Tarihi Surlar zarar gördü
Elazığ Depremi’nin hissedildiği Diyarbakır’da da Bağlar Belediyesi, hasar tespit çalışması gerçekleştirdi. Yapılan incelemede Bağlar İlçesi’ndeki Fatih, Şey Şamil, Kaynartepe, 5 Nisan ve Muradiye başta olma üzere birçok mahallede 30’a yakın yapıda hasar tespiti yapıldı. Yıkım tehlikesi geçiren iki katlı bir bina boşaltıldı. Mimarlar Odası Diyarbakır Şubesi de sosyal medya hesaplarından Tarihi Diyarbakır surlarının Urfa Kapı ve Çift Kapı arasındaki iki ayrı noktada kısmi yıkımların yaşandığını açıkladı.
Diyarbakır’daki yapılar depreme uygun mu?
Kentin olumsuz yönde etkilendiği Elazığ Depremi’nin ardından vatandaşlar, şehir ve evlerinin güvenliği konusunda endişe duymaya başladı. Peki olası depremde Diyarbakır’ın nasıl etkilenecek?

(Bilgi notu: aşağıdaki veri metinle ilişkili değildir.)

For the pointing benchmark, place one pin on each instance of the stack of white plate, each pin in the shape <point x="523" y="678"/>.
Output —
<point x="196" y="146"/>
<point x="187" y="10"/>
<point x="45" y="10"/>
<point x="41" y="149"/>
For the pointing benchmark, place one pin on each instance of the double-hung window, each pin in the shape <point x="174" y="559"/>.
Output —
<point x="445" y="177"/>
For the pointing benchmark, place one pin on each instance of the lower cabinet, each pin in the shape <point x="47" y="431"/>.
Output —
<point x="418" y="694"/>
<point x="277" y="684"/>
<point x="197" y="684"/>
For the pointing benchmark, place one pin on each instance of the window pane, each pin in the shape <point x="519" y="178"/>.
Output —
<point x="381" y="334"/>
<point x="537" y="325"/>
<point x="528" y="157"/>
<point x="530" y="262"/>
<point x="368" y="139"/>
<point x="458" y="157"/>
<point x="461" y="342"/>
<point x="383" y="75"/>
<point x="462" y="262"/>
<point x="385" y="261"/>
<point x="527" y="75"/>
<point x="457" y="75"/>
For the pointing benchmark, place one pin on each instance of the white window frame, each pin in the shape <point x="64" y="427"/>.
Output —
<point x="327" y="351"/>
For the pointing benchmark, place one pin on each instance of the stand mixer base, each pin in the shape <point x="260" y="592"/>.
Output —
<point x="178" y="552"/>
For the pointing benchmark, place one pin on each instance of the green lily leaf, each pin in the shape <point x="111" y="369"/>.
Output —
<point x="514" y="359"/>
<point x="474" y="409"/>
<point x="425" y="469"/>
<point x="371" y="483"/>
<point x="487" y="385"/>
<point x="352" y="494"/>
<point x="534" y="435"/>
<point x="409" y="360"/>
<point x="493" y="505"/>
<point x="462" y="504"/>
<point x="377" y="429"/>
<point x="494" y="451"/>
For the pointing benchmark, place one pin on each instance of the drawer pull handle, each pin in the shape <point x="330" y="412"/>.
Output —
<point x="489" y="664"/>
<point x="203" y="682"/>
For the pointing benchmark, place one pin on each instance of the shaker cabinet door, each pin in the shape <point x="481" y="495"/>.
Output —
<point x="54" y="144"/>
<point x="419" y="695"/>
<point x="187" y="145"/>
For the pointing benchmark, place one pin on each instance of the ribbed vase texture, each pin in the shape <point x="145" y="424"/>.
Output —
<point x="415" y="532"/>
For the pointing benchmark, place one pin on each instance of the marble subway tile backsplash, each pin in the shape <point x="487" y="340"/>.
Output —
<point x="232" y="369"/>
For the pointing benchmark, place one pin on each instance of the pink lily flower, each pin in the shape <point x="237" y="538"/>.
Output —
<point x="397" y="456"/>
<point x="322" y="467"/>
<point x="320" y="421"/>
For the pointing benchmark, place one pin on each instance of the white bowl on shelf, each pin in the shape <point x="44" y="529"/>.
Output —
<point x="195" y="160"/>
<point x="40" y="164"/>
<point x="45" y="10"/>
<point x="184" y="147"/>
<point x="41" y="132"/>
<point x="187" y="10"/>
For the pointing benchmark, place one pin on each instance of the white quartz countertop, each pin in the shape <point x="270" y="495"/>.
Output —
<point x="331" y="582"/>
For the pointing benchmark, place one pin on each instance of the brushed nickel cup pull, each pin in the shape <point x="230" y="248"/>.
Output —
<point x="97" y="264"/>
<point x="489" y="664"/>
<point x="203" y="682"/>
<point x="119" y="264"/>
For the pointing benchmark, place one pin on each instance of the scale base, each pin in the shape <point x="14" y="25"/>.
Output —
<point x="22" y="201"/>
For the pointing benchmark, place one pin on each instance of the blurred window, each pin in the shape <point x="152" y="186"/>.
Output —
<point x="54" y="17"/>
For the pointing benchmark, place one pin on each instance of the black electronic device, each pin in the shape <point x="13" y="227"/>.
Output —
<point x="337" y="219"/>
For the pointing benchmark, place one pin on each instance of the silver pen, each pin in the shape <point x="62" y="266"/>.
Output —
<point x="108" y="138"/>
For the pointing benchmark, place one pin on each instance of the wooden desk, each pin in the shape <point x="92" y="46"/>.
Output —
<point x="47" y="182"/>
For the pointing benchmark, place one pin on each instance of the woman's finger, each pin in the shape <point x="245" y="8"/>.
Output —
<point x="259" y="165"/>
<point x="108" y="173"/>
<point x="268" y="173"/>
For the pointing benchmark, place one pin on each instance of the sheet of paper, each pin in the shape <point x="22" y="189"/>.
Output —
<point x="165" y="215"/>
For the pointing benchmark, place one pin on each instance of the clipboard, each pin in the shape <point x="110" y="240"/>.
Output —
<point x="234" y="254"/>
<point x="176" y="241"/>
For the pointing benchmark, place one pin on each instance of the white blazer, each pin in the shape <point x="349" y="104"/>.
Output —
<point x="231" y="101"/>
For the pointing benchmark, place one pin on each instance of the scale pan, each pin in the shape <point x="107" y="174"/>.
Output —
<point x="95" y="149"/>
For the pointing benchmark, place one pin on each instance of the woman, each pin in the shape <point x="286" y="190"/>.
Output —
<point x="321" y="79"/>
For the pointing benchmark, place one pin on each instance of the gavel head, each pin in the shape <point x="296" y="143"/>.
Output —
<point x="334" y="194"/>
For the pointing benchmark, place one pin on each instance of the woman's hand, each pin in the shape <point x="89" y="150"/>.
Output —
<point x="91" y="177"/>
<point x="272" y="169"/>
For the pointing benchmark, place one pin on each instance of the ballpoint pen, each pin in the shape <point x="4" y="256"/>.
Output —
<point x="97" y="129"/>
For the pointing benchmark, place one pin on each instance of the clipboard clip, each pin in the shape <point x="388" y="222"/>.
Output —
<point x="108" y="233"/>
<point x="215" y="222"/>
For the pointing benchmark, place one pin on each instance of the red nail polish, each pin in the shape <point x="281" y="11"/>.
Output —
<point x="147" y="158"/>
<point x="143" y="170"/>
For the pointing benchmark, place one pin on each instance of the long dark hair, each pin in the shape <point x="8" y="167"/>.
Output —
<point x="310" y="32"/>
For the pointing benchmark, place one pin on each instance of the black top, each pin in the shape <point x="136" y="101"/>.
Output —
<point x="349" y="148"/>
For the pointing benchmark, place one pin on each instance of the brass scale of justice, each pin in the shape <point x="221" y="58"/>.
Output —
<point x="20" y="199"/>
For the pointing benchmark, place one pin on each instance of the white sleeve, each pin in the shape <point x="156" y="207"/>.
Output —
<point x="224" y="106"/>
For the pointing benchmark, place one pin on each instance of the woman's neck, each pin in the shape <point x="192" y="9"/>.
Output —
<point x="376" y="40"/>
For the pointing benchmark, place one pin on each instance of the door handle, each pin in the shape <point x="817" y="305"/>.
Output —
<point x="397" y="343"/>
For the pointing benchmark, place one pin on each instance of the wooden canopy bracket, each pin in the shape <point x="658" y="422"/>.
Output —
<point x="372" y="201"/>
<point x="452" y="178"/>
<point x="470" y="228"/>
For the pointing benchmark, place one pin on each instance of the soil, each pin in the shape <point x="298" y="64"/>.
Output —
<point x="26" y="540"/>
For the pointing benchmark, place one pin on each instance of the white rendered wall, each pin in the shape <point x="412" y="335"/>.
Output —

Diyarbakır’daki yapılar depreme uygun mu? Yenigün Gazetesi olarak bu konuları Jeoloji Mühendisleri Odası Diyarbakır Şubesi Başkan Yardımcısı ve Dicle Üniversitesi Doğal Afetler Araştırma ve İnceleme Merkezi Müdürü Yrd. Doç. Dr. M. Şefik İmamoğlu ile konuştuk.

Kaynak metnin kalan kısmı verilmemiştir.